そこで足引っ張るは婿であった父のお人好し。また保証人になり2億程の借金にまみれヤーさんらに詰め寄られる日々。

男は土下座をし、必ず自分が支払いきるから待ってほしいと話しをつける事ができた。


太平洋戦争開始となり男の会社は軍事産業に変わらざるを得なくなり、兵器工場の工場長となった。

戦地に行った弟を亡くしてしまうが、工場長の立場がゆえの後へ繋がる人脈を得る。


終戦後は新たな戦争、労働組合の闘争が激化する。

男は雇われ社長をし、労働組合潰しやそのための会社潰しのプロとして働く。

また、この関係で後へ繋がる人脈を得る。


ちなみに結婚し子ももうけた。

嫁は、出世に繋がるよう人脈から紹介されたとある政治家家系の地方議員の娘。


ある会社で専務となるが、野望のため営業活動はやめぬ。頃合いを見て、全ての顧客を己の物とできた時に独立。自社を立ち上げる。

自社初めての出勤の朝、自社扉の前で前会社夫婦が首吊り自殺をしていた。


その後も男は会社を大きくし続け、外に子も作っていく。自社ビルが出来た年に外に子が産まれ、縁起が良いとその子に様々な教育を施す事となる。他の子は本妻も含め全て女任せだったのに。

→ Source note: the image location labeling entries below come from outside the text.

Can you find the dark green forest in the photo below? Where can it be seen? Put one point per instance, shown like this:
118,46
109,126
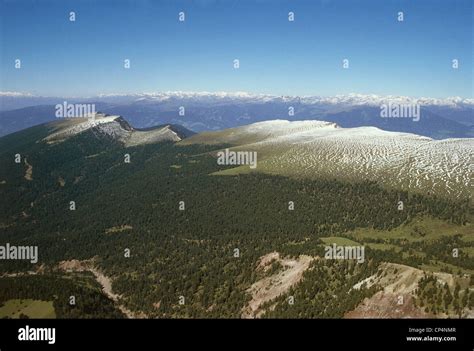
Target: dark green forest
189,252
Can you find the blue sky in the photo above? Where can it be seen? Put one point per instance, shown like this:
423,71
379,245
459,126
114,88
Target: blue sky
303,57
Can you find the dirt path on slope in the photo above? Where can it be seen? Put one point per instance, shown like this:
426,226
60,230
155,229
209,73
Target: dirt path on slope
104,281
270,287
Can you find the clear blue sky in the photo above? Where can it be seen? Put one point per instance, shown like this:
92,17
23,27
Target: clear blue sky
303,57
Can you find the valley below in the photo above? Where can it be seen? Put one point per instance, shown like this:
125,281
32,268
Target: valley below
146,224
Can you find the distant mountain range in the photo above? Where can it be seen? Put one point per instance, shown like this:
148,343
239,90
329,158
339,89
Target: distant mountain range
439,118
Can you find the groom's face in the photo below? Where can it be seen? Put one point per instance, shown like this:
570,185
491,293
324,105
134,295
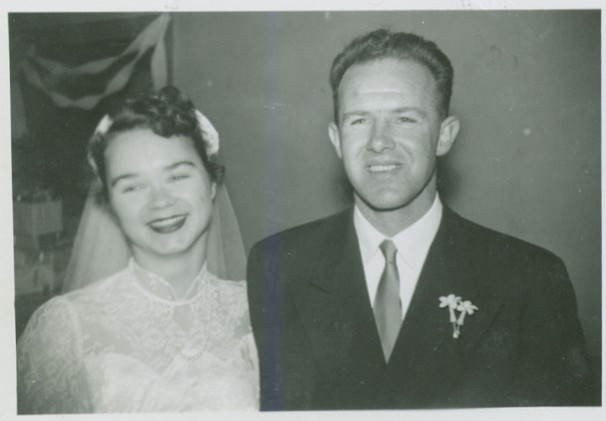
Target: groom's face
389,133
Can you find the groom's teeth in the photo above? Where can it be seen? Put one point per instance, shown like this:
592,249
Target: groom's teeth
381,168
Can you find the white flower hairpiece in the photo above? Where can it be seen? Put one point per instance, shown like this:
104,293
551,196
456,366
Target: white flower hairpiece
104,125
210,136
464,307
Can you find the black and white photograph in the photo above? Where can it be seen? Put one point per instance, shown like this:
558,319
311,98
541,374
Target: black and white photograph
306,211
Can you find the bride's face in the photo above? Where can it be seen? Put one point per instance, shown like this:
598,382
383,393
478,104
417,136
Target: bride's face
160,193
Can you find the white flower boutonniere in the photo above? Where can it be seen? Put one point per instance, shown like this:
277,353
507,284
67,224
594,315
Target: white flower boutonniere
455,303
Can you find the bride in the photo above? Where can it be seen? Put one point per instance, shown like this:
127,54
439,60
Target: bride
162,333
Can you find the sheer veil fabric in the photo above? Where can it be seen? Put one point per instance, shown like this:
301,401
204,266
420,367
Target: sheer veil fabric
100,249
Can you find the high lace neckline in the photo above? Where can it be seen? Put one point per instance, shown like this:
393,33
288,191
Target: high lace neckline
161,289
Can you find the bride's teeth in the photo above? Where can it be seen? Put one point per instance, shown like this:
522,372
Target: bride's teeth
166,222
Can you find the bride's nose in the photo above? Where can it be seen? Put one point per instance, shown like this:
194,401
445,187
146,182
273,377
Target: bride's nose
160,196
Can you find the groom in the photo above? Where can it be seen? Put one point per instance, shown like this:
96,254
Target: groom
398,302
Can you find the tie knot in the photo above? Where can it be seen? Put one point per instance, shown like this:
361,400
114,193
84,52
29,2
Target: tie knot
389,250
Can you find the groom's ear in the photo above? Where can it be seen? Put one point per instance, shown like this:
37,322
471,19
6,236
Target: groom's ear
335,137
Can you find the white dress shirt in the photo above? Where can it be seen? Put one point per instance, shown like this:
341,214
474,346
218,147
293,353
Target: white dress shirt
412,243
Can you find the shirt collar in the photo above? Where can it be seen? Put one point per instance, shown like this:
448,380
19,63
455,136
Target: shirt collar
413,242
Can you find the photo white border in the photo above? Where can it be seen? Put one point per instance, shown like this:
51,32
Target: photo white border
7,320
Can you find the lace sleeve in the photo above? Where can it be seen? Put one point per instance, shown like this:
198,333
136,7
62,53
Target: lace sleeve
49,362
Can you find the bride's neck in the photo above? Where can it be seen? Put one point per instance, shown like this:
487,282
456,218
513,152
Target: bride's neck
179,271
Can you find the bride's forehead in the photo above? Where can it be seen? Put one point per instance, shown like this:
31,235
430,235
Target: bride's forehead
140,145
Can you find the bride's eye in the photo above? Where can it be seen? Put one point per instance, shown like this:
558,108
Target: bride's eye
131,188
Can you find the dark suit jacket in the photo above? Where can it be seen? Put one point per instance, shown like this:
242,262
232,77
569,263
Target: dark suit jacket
319,347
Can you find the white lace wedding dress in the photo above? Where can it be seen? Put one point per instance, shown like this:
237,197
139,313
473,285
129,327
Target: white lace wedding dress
127,344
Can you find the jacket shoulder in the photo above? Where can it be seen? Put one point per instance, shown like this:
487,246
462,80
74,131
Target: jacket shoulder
308,236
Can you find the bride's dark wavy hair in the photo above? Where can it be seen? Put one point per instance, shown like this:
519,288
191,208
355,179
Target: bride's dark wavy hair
167,113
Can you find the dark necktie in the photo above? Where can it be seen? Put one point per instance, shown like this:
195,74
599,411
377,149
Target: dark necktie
388,307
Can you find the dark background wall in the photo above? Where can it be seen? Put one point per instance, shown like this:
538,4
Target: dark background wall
527,90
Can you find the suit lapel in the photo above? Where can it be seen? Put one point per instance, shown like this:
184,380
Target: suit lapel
427,359
334,307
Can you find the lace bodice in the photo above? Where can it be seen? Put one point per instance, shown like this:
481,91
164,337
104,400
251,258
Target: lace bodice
128,345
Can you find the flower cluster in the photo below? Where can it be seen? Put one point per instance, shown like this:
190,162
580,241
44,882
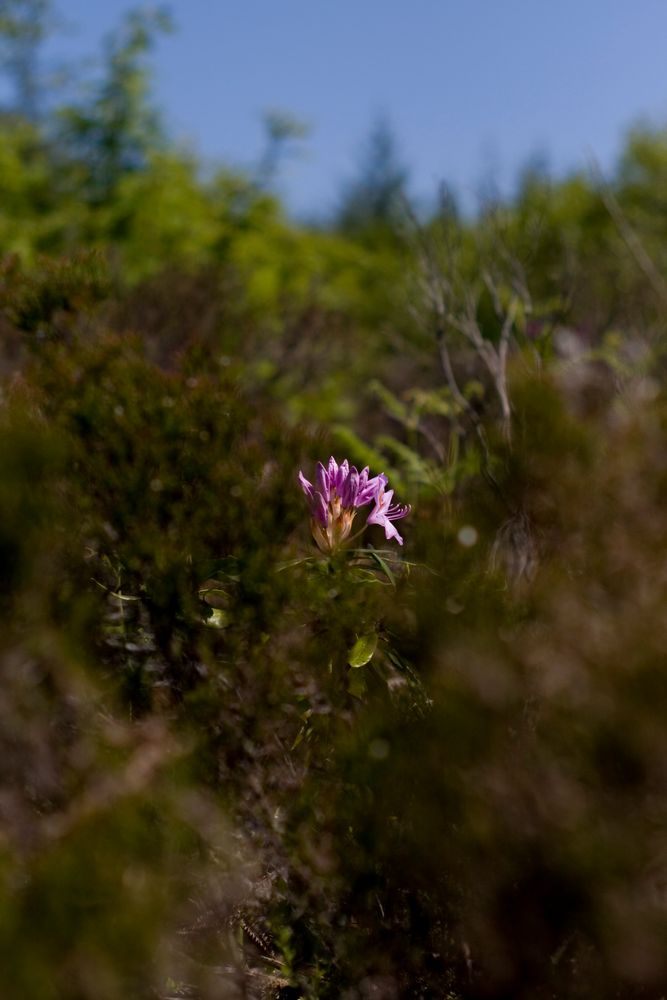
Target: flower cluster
334,499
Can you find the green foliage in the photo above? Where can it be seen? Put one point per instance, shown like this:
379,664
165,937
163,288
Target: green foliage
232,765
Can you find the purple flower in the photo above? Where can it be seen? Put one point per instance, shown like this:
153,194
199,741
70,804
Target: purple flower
337,494
383,514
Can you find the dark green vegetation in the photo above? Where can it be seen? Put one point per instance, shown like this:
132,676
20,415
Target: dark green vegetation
230,767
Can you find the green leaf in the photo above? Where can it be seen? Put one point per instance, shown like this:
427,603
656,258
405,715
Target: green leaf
363,650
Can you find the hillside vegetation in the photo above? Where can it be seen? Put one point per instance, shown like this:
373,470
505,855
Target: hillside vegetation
237,763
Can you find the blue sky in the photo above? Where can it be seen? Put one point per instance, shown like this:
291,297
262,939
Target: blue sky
473,88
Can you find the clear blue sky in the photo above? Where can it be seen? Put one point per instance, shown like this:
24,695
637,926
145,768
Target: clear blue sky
471,87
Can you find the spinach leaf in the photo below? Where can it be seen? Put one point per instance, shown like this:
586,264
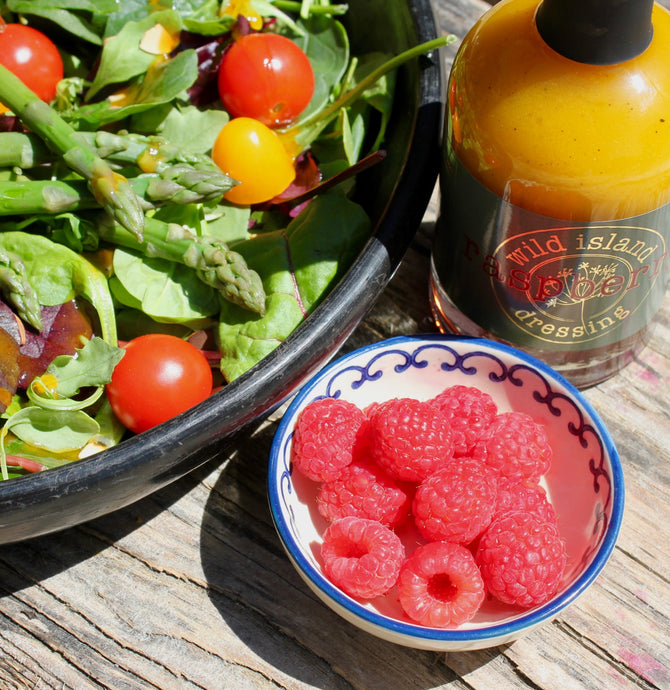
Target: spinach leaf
82,18
122,57
299,265
59,431
168,292
92,365
57,274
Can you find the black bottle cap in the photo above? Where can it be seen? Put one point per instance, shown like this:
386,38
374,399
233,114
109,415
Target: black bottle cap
598,32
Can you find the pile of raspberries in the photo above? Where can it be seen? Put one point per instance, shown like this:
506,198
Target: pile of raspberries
465,473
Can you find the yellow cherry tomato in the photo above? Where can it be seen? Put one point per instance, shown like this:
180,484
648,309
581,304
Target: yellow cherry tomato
252,154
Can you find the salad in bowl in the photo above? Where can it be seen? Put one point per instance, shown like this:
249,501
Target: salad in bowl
183,188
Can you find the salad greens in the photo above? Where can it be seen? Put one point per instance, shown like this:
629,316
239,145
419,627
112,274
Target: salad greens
109,195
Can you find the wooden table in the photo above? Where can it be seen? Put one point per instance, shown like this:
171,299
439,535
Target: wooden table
190,588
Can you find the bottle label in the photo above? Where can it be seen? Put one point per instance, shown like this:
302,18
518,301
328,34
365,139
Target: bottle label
542,282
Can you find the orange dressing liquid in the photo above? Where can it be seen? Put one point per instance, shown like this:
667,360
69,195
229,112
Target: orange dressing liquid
558,137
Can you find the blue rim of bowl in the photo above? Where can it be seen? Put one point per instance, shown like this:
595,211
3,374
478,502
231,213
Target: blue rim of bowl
409,630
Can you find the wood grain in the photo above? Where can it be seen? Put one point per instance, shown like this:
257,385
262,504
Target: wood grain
190,587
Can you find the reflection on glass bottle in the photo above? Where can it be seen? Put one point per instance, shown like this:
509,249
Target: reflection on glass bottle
555,189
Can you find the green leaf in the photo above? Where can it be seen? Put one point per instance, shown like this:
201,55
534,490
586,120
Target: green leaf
92,365
193,129
326,44
167,81
166,291
299,266
55,430
122,58
57,274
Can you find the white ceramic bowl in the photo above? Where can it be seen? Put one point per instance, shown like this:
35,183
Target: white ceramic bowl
585,482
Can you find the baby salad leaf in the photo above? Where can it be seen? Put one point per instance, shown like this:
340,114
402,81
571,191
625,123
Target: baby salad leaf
164,82
58,274
92,365
299,264
79,17
193,129
59,431
166,291
326,43
122,57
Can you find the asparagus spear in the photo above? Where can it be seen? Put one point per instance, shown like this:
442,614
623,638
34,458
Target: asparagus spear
215,264
18,291
149,153
176,184
112,191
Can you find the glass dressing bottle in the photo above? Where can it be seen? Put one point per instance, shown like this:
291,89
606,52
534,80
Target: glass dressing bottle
555,189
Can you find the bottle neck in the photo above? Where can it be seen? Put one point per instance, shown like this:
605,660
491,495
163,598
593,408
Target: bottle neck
598,32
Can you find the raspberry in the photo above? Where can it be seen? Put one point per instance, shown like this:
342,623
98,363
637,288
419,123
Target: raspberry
361,557
364,491
410,438
521,558
325,434
518,495
470,411
455,503
515,445
440,585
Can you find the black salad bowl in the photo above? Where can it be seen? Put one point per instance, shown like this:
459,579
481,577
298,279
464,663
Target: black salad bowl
395,194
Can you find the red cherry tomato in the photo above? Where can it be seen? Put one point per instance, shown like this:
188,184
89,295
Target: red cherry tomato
159,377
254,155
32,57
267,77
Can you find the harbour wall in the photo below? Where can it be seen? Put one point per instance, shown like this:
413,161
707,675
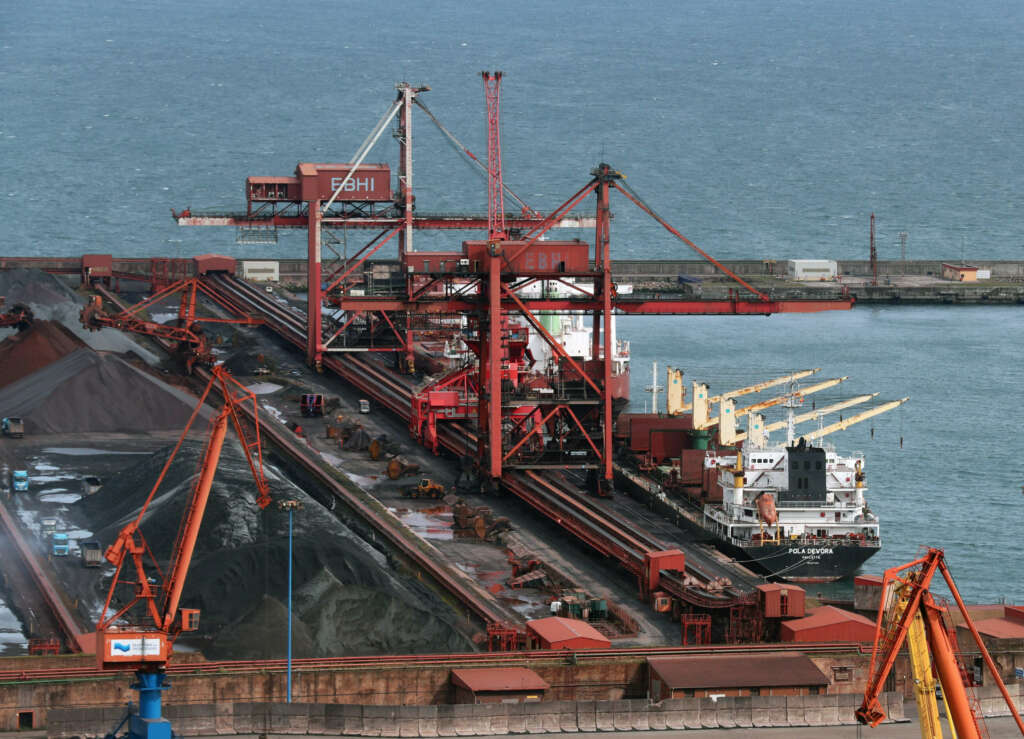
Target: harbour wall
487,719
195,684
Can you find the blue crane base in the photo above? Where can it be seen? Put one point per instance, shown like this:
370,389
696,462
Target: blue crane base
148,723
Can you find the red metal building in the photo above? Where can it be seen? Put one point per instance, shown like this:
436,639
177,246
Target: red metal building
734,675
498,685
558,633
781,600
828,623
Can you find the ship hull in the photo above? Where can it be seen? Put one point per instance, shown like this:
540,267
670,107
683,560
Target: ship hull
802,562
819,561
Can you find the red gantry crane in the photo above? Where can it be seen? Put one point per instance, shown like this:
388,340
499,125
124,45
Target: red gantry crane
485,294
908,613
139,635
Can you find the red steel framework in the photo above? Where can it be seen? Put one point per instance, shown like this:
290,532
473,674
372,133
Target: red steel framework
484,281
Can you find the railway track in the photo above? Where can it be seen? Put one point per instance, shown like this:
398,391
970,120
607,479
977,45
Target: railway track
609,531
412,660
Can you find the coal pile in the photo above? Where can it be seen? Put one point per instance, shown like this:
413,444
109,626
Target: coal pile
348,600
87,391
44,342
52,299
34,287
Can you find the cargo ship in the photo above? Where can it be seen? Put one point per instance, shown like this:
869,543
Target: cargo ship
795,511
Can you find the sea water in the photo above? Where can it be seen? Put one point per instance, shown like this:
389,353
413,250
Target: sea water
761,130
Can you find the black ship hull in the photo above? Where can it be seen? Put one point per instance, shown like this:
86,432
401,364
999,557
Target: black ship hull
818,561
802,562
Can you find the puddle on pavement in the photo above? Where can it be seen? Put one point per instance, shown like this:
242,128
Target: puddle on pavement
427,525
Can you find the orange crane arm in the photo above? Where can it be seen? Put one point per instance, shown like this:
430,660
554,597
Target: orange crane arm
188,533
891,634
151,645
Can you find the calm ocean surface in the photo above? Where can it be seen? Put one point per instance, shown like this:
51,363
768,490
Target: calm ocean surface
760,129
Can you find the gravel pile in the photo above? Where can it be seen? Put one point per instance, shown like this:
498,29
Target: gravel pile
348,600
44,342
52,299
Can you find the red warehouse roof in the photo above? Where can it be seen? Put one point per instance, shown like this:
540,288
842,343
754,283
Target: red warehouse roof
772,669
557,633
828,624
495,680
999,628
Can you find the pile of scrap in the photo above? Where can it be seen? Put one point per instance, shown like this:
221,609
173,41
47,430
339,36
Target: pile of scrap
477,521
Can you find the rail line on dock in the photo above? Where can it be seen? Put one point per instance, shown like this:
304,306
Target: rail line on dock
604,530
562,656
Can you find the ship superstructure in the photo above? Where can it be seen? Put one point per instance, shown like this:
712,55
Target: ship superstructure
795,510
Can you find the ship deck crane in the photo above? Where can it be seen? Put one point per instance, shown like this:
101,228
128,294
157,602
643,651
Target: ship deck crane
909,613
122,642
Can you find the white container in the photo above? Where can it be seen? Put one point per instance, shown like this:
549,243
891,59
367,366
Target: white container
261,270
811,269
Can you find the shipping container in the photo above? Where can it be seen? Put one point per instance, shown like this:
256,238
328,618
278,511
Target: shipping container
866,593
371,182
206,263
805,269
261,271
96,265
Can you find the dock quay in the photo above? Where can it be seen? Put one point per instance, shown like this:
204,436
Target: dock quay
898,283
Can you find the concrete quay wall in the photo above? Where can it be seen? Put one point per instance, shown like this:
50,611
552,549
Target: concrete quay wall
395,686
486,719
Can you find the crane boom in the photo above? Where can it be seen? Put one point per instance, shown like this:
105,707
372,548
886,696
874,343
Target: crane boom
906,597
706,424
148,647
187,332
847,423
757,388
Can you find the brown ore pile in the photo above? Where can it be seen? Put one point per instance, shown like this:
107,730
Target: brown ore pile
347,598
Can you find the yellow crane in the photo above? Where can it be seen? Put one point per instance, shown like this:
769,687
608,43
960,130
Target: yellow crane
840,425
676,406
701,404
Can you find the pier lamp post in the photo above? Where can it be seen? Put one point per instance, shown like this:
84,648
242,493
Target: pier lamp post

男はゴルフが大好きで90歳の誕生日前にゴルフ先で咳が出た事から、まだまだ生きたい為すぐ病院へ行き癌が見つかり、やはりまだ生きたいから治療をするがこの歳では老衰が先か癌進行がどうかな細胞。

治療はじめた途端にみるみる細胞活性化の為か何かわからぬが二週間でお亡くなり。


この入院二週間が医者、看護師達が一時も数人離れる事が出来ぬほど地獄。

男の子供達と外の女達や本妻が白紙や己に都合の良い遺言書への印を迫る。

もう食べる力も無く、話す力も無い男を掴み身体を揺さぶり迫る。

周りが止めてもやまぬ。


二週間前はふくよかでカーネルサンダースによく似た顔が死に顔はミイラとムンクの叫びを足して割ったような顔をしていた。


一代で財を成すには綺麗事だけでは難しいんやな。

一代目の苦労に感謝して資産管理せなあかんな。

生きたい生きたい欲は逆に命縮めるな。

ある意味我が子らに最後殺されたようなもんや自分の生きた証を。


この男なmamirincoの父や。

mamirincoは何もいらん母が財成したしな父の金一銭も使わんやったから巻き込まれずにすんだんやで。


父が父やったから今のmamirincoがあるんやで。

父の善行はmamirincoを教育して構ってくれた事や。

ありがとうやで父。酷い教育も相手によっちゃ役にたつんやな。

父とmamirincoは相性良かったんやろな。